Friday, March 30, 2007

After Sampson Talks, Gonzales Does A "D'Oh"

The Washington Post aptly described Attorney General Alberto Gonzales' reply to yesterday's testimony by Kyle Sampson as the "Homer Simpson " defense. Sampson's answers to the Senate inquiry were damning to Gonzales and directly contradicted Alberto's earlier statements. Now that the AG is caught lying he will have to make up new lies to cover the ones he has already uttered. He is trying to scam the Senate and the American people into believing that he didn't do anything seriously wrong. Yet, once a liar is caught, it is hard to be seen as believable anymore.

From The Washington Post:

You just cannot make this stuff up. Attorney General Alberto Gonzales' former chief of staff, D. Kyle Sampson, spends much of his Thursday deflating his former boss' story about the eight fired U.S. Attorneys and how does the Attorney General respond? By issuing a written statement late in the day that essentially says this: Yes, Sampson may have been keeping me in the loop on the firings after all but I wasn't really paying attention ("never focused" was the exact phrase) to what he was saying.
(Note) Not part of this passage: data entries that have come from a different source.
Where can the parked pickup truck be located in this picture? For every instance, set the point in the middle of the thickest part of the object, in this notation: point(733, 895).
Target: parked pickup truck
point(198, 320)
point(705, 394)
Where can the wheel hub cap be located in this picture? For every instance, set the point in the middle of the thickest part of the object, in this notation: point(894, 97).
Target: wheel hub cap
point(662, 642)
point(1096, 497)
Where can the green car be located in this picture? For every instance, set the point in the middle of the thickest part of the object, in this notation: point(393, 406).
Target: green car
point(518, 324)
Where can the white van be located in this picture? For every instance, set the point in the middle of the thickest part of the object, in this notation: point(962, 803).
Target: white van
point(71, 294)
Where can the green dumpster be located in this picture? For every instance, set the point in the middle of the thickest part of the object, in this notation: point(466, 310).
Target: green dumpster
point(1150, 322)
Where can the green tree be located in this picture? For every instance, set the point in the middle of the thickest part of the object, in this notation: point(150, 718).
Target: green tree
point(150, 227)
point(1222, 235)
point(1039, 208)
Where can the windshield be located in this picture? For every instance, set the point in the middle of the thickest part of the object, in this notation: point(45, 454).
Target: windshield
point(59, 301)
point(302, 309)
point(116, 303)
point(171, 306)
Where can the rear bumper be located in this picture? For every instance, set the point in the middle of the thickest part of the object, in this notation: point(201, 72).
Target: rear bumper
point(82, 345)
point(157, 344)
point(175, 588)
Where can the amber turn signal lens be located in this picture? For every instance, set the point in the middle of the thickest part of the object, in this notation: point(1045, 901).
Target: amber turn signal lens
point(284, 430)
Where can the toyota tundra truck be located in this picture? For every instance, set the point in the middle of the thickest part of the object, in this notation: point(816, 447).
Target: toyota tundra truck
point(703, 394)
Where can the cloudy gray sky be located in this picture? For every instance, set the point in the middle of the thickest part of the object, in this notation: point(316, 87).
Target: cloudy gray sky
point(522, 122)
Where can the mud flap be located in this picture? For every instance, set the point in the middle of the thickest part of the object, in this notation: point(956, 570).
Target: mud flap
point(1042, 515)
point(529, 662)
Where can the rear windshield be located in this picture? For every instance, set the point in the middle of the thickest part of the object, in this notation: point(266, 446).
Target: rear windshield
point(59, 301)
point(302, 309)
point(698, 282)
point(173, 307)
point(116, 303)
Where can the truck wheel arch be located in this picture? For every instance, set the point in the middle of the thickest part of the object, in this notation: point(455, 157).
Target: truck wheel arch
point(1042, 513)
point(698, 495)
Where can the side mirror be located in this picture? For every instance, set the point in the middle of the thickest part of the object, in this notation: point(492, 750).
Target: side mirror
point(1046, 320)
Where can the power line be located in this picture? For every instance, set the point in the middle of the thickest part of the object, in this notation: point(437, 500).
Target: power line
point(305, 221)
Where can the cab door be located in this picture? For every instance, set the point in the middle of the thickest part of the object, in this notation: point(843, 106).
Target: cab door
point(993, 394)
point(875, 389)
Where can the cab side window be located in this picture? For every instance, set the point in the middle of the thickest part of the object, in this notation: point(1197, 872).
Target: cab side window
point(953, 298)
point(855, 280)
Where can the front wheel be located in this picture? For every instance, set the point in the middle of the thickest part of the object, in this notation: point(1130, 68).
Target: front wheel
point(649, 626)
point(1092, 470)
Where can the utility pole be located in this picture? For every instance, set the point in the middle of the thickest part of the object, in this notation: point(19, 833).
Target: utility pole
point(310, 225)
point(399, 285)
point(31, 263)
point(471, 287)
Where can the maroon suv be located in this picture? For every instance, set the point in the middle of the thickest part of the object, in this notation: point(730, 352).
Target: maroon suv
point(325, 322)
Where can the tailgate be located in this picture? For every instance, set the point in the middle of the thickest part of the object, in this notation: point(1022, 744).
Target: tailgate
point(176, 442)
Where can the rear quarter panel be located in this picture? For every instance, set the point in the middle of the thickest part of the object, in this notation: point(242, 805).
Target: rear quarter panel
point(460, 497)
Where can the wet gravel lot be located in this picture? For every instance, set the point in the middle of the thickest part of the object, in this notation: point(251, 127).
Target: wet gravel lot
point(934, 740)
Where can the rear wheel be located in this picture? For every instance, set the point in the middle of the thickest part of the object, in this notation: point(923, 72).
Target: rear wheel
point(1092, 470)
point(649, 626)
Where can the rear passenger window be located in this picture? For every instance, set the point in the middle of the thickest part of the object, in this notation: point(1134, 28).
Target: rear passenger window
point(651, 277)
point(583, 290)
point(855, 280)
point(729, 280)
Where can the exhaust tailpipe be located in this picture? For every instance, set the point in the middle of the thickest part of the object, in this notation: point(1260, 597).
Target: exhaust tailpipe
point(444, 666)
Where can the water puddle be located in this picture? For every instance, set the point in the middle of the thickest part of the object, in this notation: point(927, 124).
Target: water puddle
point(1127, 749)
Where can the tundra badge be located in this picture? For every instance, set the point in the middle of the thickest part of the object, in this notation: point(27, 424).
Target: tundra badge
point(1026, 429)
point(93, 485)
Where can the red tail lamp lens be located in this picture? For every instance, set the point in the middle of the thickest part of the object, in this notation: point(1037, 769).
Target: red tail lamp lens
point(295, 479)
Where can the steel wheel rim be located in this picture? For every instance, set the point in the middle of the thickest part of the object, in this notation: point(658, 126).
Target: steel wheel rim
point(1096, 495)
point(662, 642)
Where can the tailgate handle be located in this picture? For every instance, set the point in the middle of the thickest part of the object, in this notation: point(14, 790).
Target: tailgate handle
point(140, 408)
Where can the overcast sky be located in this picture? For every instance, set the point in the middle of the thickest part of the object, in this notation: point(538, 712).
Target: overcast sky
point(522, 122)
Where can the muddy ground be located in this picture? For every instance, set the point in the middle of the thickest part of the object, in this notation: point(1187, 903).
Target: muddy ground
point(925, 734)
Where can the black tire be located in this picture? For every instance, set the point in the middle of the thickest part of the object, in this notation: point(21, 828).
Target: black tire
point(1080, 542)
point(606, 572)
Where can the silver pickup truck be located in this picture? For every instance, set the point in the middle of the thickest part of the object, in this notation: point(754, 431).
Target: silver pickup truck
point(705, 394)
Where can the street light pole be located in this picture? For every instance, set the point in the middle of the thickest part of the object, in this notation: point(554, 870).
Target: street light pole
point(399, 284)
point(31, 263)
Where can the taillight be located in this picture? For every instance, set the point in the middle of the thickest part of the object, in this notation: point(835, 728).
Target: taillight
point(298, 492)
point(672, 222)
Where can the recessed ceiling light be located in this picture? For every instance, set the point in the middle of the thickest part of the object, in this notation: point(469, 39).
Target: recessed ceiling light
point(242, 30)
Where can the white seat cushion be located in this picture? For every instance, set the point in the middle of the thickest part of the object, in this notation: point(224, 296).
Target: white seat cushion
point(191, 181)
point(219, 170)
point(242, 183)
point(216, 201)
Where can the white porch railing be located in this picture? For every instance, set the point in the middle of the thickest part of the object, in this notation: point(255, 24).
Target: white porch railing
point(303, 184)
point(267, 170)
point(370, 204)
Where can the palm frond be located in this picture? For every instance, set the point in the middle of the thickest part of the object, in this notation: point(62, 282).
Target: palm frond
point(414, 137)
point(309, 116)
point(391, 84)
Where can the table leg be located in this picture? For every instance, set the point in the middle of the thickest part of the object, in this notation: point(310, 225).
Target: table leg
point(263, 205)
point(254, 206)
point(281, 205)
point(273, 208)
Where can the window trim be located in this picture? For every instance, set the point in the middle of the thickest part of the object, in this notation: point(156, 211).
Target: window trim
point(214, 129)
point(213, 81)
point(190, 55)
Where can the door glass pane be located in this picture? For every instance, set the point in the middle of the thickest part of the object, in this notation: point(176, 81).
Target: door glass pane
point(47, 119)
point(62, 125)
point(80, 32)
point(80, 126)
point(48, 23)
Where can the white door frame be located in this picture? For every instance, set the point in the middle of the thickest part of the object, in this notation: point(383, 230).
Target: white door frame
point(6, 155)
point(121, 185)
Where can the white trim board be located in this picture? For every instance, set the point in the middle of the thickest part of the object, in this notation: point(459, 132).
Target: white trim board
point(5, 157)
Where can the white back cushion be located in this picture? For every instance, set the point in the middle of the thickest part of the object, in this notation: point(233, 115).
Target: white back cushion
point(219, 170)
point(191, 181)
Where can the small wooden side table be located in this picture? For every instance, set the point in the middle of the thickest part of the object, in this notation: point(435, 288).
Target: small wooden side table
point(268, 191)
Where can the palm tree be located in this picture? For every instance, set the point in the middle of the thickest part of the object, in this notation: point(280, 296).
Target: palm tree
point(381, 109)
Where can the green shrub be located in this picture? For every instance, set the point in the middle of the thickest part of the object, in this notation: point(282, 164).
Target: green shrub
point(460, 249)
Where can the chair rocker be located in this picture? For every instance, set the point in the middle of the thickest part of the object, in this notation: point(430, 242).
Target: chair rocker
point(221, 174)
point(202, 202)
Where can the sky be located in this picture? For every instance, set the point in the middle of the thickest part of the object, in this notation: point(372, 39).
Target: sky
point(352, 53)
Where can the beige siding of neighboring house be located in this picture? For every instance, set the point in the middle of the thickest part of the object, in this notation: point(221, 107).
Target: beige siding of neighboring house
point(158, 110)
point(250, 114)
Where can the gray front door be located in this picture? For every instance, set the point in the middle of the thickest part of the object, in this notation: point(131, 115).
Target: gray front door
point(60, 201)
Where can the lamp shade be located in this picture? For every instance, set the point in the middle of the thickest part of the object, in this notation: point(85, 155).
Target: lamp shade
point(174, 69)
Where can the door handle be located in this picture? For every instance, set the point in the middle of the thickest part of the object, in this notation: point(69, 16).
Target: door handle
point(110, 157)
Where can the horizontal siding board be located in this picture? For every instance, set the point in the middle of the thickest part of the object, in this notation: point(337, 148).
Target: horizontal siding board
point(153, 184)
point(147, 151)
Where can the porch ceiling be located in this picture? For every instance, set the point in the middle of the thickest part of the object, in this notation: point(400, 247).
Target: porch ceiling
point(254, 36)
It's the Homer Simpson defense to the Kyle Sampson story and if this were a Little League game they would have invoked the 10-run rule by now and sent Gonzales go home to Texas to once again become a lucrative private attorney.

But, alas, the Attorney General is still with us, at least for today, his credibility and reputation tattered and the wolves-- not just Democrats, mind you, but increasingly creeped-out Republicans-- howling at the door. Even if Gonzales is now telling the truth about his role in Firegate, even if somehow his story can be synched up with Sampson's, we all deserve so much more from our Attorney General that the next 18 days or so-- leading up to Gonzales' testimony before the Senate Judiciary Committee-- will be excruiating. How badly does an Attorney General have to behave, how badly does he have to lead, how much prestige and trust does he have to lose, before he is forced, by his own conscience if nothing else, to make way for someone else? You tell me.


The only one doing the howling is going to be Gonzales. He'll be begging for mercy soon enough, but for now he will continuing lying his ass off until he is firmly pressed into the corner with nowhere to go. Until then he'll blame anyone, do anything and say whatever it takes to shield himself from the responsibility of his actions. Just like everyone else in the Bush Administration.